「Analysis in」セクションのパラメータでは、EVOC 20 TrackOscillator によって入力信号がどのように分析および使用されるかを指定します。

「Attack」ノブ:上昇する信号に対して、分析の各フィルタ帯域に対応するエンベロープフォロワーが反応する速度を指定します。
「Release」ノブ:下降する信号に対して、分析の各フィルタ帯域に対応するエンベロープフォロワーが反応する速度を指定します。
「Freeze」ボタン:現在の分析サウンドスペクトルを無期限に保持します。「Freeze」ボタンを放すまでの間に入力されるソース信号は、分析フィルタバンクでは無視されます。また、「Attack」や「Release」ノブの設定には影響を受けません。
「Bands」フィールド:分析の対象となり、合成エンジンで使用する周波数帯の数を設定します。最大 20 の周波数帯を使用できます。
「Analysis in」ポップアップメニュー:分析信号のソースを設定します。
Track:EVOC 20 TrackOscillator の挿入先チャンネルストリップの入力オーディオ信号を分析信号として使用します。
SideCh(SideChain):サイドチェーンを分析信号として使用します。プラグインウインドウの右上隅にある「サイドチェーン」ポップアップメニューから、サイドチェーンソースのチャンネルストリップを選択します。
注記:「SideCh」を選択した場合にサイドチェーン・チャンネル・ストリップが割り当てられていなければ、EVOC 20 TrackOscillator は「Track」モードに戻ります。
「Attack」および「Release」ノブを回して、最も明瞭なサウンドが得られる「Attack」および「Release」時間を設定します。
この「Attack」時間の値を大きめにすると、分析入力信号の変化(レベルのスパイク)にゆっくりと追従するようになります。話し声やハイハットなどパーカッシブな要素を持つ入力信号の場合、「Attack」の値が大きすぎると、ボコーダーの音は歯切れが悪くなってしまいます。明瞭な発音になるよう、「Attack」パラメータの値はできるだけ小さくしてください。

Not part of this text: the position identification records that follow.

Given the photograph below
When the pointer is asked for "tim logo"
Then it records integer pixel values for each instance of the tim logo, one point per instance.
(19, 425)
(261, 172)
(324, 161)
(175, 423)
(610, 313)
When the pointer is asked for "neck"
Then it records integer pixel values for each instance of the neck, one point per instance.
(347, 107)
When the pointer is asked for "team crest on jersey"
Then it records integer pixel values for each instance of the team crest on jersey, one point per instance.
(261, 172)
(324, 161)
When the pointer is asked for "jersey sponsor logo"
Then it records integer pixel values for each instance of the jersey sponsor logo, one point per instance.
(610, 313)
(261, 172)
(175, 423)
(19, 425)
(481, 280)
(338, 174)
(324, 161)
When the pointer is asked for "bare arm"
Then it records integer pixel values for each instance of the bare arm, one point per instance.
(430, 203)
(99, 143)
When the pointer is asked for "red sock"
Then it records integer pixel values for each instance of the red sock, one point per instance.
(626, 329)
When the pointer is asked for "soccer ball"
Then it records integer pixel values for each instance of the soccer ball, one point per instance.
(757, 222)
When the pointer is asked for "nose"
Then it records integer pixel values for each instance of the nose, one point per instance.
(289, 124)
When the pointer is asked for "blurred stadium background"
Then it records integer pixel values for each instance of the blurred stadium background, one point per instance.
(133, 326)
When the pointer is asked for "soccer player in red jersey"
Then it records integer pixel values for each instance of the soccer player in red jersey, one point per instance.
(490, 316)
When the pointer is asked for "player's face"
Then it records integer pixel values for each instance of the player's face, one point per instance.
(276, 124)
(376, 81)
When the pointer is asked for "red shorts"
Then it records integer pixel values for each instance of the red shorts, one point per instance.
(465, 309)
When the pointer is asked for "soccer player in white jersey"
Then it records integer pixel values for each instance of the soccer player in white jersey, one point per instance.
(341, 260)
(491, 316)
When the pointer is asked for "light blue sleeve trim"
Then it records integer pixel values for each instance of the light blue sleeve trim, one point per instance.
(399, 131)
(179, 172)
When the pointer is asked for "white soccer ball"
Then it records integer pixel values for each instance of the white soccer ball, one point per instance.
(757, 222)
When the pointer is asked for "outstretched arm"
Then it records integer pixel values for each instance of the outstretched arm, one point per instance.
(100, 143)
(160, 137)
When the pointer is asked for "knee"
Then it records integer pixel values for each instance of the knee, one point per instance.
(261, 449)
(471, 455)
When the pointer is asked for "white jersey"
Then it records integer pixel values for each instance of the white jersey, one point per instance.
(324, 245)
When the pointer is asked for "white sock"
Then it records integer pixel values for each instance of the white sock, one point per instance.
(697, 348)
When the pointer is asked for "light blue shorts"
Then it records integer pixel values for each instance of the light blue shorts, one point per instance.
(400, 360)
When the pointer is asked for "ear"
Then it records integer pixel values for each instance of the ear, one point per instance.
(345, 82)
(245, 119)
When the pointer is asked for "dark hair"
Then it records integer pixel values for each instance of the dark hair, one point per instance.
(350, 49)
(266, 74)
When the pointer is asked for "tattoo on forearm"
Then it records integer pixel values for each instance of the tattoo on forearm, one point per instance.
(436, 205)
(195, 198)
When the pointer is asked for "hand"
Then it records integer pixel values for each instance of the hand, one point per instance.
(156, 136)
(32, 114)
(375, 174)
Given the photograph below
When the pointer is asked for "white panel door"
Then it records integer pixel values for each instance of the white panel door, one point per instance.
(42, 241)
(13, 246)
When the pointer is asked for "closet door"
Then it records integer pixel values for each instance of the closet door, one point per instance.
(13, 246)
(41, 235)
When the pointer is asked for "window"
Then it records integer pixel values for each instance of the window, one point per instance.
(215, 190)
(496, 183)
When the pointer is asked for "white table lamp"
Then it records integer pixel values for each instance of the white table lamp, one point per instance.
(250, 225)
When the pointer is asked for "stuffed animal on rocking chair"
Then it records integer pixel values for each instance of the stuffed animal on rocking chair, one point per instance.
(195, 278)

この「Release」時間の値を大きめにすると、分析入力信号のレベルが落ちても、ボコーダーの出力にしばらくの間その影響が残るようになります。話し声やハイハットなどパーカッシブな要素を持つ入力信号の場合、「Release」の値が大きすぎると、ボコーダーの音は歯切れが悪くなってしまいます。ただし「Release」時間が極端に短くても、ボツボツとして粗い音になります。開始位置は「Release」値を 8-10 ms にしておくと便利です。
「Freeze」ボタンをクリックすると、分析入力信号のサウンドスペクトルが保持されます。
入力信号をフリーズ(固定)すると、その時点の信号特性が、合成セクションの複雑なフィルタ形状として反映されたままになります。これは、以下のような場合に便利なことがあります:
話し声をソース信号とした場合、ある単語中の、たとえば母音「a」のアタック段やテール段における信号特性を固定できます。
人間はいつまでも歌い続けるわけにはいきません。こうした人間の限界を補うには、「Freeze」ボタンを使います。分析ソース信号(ボーカルパート)がない場合に合成信号を維持する必要がある場合は、ボーカルのパートで(ボーカルフレーズの言葉の間に)ギャップがあったとしても、「Freeze」ボタンを使って現在の(歌部分のノートの)フォルマントレベルをロックします。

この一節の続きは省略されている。